← Back to Blog Monitoring Infrastructure with Prometheus and Grafana
· 2 min read

Monitoring Infrastructure with Prometheus and Grafana

Prometheus and Grafana together provide powerful, flexible infrastructure monitoring. Here is how to get a production-quality monitoring setup running.

Why Prometheus

Prometheus is a time-series database and monitoring system designed for dynamic environments. Unlike traditional monitoring tools that push metrics to a central server, Prometheus pulls (scrapes) metrics from target endpoints. This pull model makes it easy to add and remove targets without reconfiguring the monitoring server.

The query language (PromQL) is powerful and expressive. You can aggregate, transform, and calculate derived metrics that reveal system behavior not visible in raw numbers.

Setting Up Prometheus

# prometheus.yml
global:
  scrape_interval: 15s

scrape_configs:
  - job_name: 'node'
    static_configs:
      - targets: ['server1:9100', 'server2:9100', 'server3:9100']

  - job_name: 'proxmox'
    static_configs:
      - targets: ['proxmox:9090']

Node Exporter

Install the Prometheus Node Exporter on every Linux server you want to monitor.

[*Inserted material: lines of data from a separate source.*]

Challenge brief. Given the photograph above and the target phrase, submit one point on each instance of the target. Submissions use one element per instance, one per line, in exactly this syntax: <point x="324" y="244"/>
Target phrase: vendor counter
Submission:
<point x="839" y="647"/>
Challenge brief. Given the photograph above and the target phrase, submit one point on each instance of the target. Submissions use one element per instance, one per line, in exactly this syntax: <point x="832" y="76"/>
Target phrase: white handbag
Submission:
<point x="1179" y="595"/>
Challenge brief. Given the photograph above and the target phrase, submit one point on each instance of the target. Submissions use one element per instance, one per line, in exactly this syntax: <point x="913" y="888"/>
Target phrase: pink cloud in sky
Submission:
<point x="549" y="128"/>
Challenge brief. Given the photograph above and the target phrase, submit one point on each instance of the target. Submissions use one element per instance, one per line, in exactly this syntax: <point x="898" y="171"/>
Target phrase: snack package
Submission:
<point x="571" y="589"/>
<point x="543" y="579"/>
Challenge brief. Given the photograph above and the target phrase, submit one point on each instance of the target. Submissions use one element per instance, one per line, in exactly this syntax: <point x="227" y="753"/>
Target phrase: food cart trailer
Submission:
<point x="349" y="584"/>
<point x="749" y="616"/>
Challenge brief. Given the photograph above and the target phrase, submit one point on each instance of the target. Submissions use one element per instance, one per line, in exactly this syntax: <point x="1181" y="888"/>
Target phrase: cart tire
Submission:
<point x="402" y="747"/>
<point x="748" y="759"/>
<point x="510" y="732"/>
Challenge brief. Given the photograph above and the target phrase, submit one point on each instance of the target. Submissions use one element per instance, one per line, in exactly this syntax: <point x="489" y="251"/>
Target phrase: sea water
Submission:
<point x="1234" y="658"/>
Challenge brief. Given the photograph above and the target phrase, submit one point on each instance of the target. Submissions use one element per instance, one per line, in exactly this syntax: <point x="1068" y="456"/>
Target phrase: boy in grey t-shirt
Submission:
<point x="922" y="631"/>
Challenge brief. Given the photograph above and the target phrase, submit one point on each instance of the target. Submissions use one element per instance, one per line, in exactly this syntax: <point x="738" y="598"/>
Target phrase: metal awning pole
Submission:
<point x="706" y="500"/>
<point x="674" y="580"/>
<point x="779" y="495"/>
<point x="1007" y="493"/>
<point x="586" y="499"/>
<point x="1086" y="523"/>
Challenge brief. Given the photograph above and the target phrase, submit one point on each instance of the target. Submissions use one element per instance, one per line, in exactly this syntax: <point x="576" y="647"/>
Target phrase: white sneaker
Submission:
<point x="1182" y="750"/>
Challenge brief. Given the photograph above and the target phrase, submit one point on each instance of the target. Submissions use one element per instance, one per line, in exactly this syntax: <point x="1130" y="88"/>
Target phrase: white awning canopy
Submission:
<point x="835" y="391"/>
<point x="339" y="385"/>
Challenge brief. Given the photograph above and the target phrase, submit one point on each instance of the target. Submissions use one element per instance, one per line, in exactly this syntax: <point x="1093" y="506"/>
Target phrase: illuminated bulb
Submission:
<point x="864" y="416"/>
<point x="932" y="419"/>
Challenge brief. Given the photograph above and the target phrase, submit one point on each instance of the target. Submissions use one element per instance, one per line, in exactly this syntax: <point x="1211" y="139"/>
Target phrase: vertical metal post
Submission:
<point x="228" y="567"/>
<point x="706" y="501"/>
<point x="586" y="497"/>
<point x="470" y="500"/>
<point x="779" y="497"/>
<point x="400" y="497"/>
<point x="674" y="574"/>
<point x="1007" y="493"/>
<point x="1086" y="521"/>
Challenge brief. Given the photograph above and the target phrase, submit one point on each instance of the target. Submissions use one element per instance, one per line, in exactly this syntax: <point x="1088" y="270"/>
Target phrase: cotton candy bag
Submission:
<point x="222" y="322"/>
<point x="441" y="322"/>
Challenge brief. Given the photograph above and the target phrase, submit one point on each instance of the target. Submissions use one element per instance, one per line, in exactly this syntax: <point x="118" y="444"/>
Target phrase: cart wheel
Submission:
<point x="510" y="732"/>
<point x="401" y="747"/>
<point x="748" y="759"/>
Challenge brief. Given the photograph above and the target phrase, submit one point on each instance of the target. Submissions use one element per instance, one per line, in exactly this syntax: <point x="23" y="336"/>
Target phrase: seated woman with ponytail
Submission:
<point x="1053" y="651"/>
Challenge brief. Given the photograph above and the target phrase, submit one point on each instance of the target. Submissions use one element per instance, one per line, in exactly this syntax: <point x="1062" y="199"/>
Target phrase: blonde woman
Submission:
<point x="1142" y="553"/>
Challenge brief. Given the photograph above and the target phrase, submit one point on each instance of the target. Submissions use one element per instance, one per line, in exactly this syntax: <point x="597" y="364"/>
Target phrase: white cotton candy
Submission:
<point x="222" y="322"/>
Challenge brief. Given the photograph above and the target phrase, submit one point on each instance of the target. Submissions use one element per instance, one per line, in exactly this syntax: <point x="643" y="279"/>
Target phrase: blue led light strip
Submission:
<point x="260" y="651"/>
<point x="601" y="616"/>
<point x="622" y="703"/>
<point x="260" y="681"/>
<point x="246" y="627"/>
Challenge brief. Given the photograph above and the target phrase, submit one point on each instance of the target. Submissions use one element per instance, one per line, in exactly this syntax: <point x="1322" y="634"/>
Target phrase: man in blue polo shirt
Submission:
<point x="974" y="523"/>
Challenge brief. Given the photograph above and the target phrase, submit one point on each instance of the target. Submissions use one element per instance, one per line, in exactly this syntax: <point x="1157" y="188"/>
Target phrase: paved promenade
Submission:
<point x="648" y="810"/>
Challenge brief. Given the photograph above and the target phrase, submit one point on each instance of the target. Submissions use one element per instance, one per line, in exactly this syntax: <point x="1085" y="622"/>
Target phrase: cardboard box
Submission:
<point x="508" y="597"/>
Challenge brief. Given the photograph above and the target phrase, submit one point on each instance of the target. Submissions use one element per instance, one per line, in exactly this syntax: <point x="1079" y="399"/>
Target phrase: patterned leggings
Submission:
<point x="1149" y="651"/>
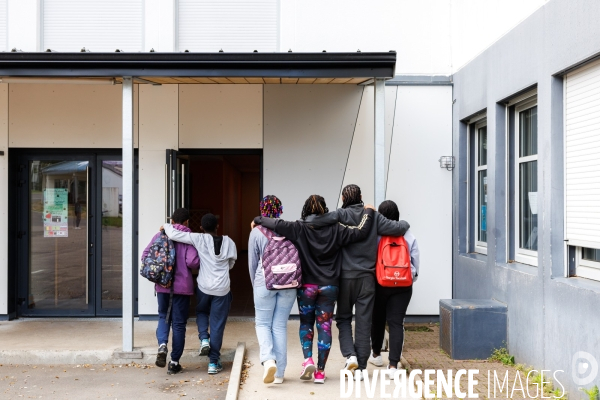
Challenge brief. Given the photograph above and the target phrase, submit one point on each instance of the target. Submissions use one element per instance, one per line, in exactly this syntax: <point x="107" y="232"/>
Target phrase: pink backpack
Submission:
<point x="281" y="263"/>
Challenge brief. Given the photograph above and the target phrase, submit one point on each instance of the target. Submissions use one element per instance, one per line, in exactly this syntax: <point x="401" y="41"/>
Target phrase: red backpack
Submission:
<point x="393" y="262"/>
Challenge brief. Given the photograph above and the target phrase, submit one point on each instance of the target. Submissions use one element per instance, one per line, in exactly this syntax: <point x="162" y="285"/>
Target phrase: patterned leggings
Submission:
<point x="316" y="302"/>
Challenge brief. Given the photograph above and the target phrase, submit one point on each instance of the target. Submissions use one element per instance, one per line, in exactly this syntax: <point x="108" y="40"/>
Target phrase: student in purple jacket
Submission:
<point x="186" y="261"/>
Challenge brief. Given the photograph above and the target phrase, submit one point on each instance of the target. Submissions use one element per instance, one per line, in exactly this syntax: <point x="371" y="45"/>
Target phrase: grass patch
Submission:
<point x="593" y="393"/>
<point x="502" y="356"/>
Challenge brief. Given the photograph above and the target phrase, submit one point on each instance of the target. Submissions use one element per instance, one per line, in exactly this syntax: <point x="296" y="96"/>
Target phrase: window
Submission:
<point x="582" y="169"/>
<point x="477" y="184"/>
<point x="525" y="183"/>
<point x="481" y="187"/>
<point x="234" y="26"/>
<point x="70" y="25"/>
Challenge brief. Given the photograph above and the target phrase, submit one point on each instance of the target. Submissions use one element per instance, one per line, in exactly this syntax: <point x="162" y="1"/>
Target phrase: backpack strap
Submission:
<point x="267" y="232"/>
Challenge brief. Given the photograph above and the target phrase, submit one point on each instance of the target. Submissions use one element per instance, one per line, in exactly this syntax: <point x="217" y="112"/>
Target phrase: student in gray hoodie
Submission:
<point x="357" y="283"/>
<point x="217" y="256"/>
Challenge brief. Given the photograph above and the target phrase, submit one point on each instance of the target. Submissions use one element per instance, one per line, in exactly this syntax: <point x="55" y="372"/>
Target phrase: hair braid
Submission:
<point x="351" y="196"/>
<point x="315" y="204"/>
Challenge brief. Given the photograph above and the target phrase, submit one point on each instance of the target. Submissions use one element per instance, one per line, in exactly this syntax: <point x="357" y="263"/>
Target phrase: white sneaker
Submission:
<point x="359" y="375"/>
<point x="351" y="363"/>
<point x="269" y="372"/>
<point x="376" y="361"/>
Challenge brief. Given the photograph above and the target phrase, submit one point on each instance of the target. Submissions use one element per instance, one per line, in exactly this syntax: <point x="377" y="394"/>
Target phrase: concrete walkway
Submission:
<point x="293" y="387"/>
<point x="93" y="341"/>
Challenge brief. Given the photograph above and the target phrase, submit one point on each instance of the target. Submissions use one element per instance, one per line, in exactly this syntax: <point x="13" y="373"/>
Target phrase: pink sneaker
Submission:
<point x="320" y="377"/>
<point x="308" y="368"/>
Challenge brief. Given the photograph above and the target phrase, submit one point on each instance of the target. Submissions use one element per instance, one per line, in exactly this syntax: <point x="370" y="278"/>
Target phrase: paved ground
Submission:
<point x="109" y="382"/>
<point x="421" y="350"/>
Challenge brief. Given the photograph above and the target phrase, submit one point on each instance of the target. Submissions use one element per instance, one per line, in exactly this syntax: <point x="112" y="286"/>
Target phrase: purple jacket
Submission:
<point x="186" y="259"/>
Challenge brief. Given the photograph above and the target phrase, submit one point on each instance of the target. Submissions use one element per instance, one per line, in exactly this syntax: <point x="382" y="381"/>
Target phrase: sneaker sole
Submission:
<point x="270" y="376"/>
<point x="161" y="360"/>
<point x="308" y="372"/>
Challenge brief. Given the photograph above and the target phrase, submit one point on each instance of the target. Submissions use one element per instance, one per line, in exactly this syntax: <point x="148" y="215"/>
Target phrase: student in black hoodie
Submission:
<point x="318" y="247"/>
<point x="357" y="281"/>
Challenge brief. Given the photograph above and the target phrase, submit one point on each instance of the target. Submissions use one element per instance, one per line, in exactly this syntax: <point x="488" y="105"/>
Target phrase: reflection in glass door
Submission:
<point x="111" y="237"/>
<point x="58" y="240"/>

It exposes hundreds of system metrics including CPU, memory, disk I/O, network, and filesystem usage.

# Install and start
apt install prometheus-node-exporter
systemctl enable prometheus-node-exporter

# Verify it is running
curl http://localhost:9100/metrics

Useful PromQL Queries

# CPU usage percentage
100 - (avg by (instance) (rate(node_cpu_seconds_total{mode="idle"}[5m])) * 100)

# Memory usage
(node_memory_MemTotal_bytes - node_memory_MemAvailable_bytes) / node_memory_MemTotal_bytes * 100

# Disk I/O utilization
rate(node_disk_io_time_seconds_total[5m]) * 100

# Network traffic
rate(node_network_receive_bytes_total[5m])

Alerting with Alertmanager

# alert_rules.yml
groups:
  - name: servers
    rules:
      - alert: HighCPU
        expr: cpu_usage > 90
        for: 5m
        labels:
          severity: warning
        annotations:
          summary: "High CPU on {{ $labels.instance }}"

Pair Alertmanager with routing rules to send alerts to email, Slack, or PagerDuty based on severity and team ownership.